On entend des professionnels de l’exploitation revendiquer que les salles sont vertueuses car isolées thermiquement et phoniquement. On entend des producteurs affirmer que la suppression des bouteilles en plastique sur un tournage l’a rendu éco-responsable. On entend des artistes redouter que la contrainte écologique vienne entraver la création artistique.

Mais qu’en est-il vraiment ? L’exploitation génère de nombreux déplacements de spectateurs (69% des Français vont au cinéma en voiture) et de professionnels (congrès, conventions, festivals…) ; d’importantes dépenses énergétiques (liées à la vie du bâtiment, à la projection numérique mais aussi aux transferts numériques – on estime à 14 millions de Go les flux générés par an par l’envoi de films et de films-annonces) ; la consommation de nombreuses confiseries et boissons (48% des spectateurs achetaient l’un de ces produits en 2019) et donc autant de déchets. La production d’un film implique le déplacement de dizaines de professionnels (38% des films français sont au moins partiellement tournés à l’étranger) ; la fabrication et souvent la destruction immédiate de décors, de costumes ; le recours à des moyens techniques énergivores … Encore faudrait-il pouvoir mesurer cet impact.

Seuls des chiffres, des démonstrations scientifiques permettent d’étayer ou de contredire les arguments de l’ordre de l’intuition. Or les données manquent pour le moment. Un bilan carbone de l’audiovisuel a été réalisé mais non seulement il date de 2010, soit avant la numérisation de la filière mais en plus il ne semble pas couvrir l’ensemble de la chaîne de valeur d’un film.

Au printemps 2021, le think-tank The Shift Project, œuvrant en faveur d’une économie bas carbone, s’est saisi de l’enjeu d’objectivation des données afin de dresser un état des lieux clair, sourcé et chiffré des émissions de gaz à effet de serre de l’industrie cinématographique. Un premier rapport a été publié, couvrant essentiellement les champs de la production et de l’exploitation, il devrait être enrichi dans les prochains mois.

En voici les chiffres clés : 

  • l’ensemble des 2000 cinémas français émettraient en moyenne 1,07 millions teCO21, soit l’équivalent des émissions générées par la population de Nancy sur une année ;
  • la production d’un film moyen générerait 750 teCO2

Ne serait-ce qu’au niveau de l’exploitation, près de 90% des émissions sont dues aux déplacements des spectateurs en salle. Or une salle de cinéma ne peut vivre économiquement et socialement que si les spectateurs viennent. Ce chiffre montre donc la grande dépendance du secteur aux énergies fossiles et sa vulnérabilité en cas de crise énergétique.
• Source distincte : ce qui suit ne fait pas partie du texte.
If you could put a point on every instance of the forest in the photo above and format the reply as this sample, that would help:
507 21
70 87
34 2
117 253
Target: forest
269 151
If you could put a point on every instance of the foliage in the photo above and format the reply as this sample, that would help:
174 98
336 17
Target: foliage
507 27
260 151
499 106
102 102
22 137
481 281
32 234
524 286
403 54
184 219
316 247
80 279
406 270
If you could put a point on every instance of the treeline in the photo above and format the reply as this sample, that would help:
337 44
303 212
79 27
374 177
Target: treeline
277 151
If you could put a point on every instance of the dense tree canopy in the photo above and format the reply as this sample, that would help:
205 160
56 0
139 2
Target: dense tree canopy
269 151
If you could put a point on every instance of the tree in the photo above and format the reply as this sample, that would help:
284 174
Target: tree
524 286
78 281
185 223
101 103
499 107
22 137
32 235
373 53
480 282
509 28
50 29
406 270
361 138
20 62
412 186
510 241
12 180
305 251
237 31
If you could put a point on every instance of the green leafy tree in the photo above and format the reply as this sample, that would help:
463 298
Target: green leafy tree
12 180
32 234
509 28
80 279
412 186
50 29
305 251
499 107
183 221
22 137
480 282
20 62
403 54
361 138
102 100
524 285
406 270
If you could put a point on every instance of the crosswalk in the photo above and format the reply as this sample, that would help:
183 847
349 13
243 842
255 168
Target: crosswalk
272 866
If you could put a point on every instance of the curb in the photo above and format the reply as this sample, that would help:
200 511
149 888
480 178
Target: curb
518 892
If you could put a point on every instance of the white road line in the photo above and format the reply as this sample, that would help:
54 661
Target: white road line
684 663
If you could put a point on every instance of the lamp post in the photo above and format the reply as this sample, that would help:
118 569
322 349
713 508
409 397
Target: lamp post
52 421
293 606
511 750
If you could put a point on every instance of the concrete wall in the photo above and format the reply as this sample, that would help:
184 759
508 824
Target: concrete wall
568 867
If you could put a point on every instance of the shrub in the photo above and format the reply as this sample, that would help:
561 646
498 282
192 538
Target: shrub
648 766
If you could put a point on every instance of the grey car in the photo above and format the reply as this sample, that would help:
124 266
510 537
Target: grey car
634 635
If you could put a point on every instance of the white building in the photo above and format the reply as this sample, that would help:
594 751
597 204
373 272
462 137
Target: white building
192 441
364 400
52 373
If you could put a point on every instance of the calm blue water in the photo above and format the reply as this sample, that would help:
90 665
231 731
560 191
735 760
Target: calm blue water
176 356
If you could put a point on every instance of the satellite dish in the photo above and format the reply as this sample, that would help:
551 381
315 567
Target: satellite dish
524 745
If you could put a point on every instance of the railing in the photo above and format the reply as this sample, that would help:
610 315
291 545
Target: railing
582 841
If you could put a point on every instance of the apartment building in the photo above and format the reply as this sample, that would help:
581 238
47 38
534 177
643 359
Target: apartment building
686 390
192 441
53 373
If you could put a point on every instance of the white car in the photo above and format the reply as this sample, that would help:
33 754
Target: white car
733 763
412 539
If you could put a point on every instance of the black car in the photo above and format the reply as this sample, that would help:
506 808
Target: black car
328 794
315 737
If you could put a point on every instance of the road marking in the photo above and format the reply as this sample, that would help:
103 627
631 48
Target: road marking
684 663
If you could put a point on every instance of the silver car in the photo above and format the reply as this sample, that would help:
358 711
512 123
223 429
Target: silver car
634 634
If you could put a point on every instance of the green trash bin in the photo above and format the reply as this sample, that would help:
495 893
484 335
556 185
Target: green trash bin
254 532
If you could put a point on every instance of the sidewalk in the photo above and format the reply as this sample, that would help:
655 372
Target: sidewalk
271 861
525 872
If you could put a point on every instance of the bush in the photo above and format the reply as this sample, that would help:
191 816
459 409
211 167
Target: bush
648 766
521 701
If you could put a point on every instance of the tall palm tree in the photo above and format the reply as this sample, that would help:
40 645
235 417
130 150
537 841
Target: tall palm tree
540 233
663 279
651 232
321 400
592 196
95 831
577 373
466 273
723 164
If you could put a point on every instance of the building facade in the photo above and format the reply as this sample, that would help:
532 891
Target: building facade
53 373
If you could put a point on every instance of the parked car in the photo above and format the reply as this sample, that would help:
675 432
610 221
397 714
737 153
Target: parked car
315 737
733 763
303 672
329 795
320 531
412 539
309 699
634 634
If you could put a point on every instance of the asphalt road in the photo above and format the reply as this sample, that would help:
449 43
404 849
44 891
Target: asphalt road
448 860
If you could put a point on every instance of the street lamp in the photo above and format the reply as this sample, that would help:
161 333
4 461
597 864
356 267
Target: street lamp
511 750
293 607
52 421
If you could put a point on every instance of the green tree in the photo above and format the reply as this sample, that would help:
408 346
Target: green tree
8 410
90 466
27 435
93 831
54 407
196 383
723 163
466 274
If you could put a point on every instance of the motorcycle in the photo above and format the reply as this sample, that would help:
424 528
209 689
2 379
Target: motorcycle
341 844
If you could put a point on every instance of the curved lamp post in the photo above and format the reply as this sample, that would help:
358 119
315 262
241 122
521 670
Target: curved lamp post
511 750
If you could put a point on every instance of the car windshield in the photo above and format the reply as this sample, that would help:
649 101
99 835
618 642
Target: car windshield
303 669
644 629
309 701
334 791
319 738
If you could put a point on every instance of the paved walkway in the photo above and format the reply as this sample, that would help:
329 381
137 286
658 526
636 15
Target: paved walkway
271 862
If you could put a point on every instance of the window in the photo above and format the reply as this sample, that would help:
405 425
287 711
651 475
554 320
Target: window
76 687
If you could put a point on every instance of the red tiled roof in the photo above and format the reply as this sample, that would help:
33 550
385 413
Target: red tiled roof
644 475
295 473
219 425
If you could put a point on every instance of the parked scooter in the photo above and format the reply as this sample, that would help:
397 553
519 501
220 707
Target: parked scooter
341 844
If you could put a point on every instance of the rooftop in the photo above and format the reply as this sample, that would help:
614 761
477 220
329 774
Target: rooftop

Cette illustration permet de comprendre que l’impact environnemental du cinéma est tel qu’il est indispensable pour l’industrie d’anticiper les chocs énergétiques à venir sans quoi, elle les subira. Et anticiper c’est amorcer sans délai de profonds changements dans l’exercice de son activité.

 

UNE DYNAMIQUE QUI S’AMORCE

De manière générale, on observe une dynamique de structuration des enjeux.

Le rapport de The Shift Project en est un exemple avec l’appropriation par un acteur privé d’enjeux qui lui sont a priori externes. Un autre exemple est la multiplication de la présence de la thématique lors de rendez-vous professionnels (réunions syndicales, AG) et même dans la presse. L’observation tend à laisser place à l’analyse et la construction de solutions concrètes au problème désormais identifié et de plus en plus d’acteurs se mobilisent.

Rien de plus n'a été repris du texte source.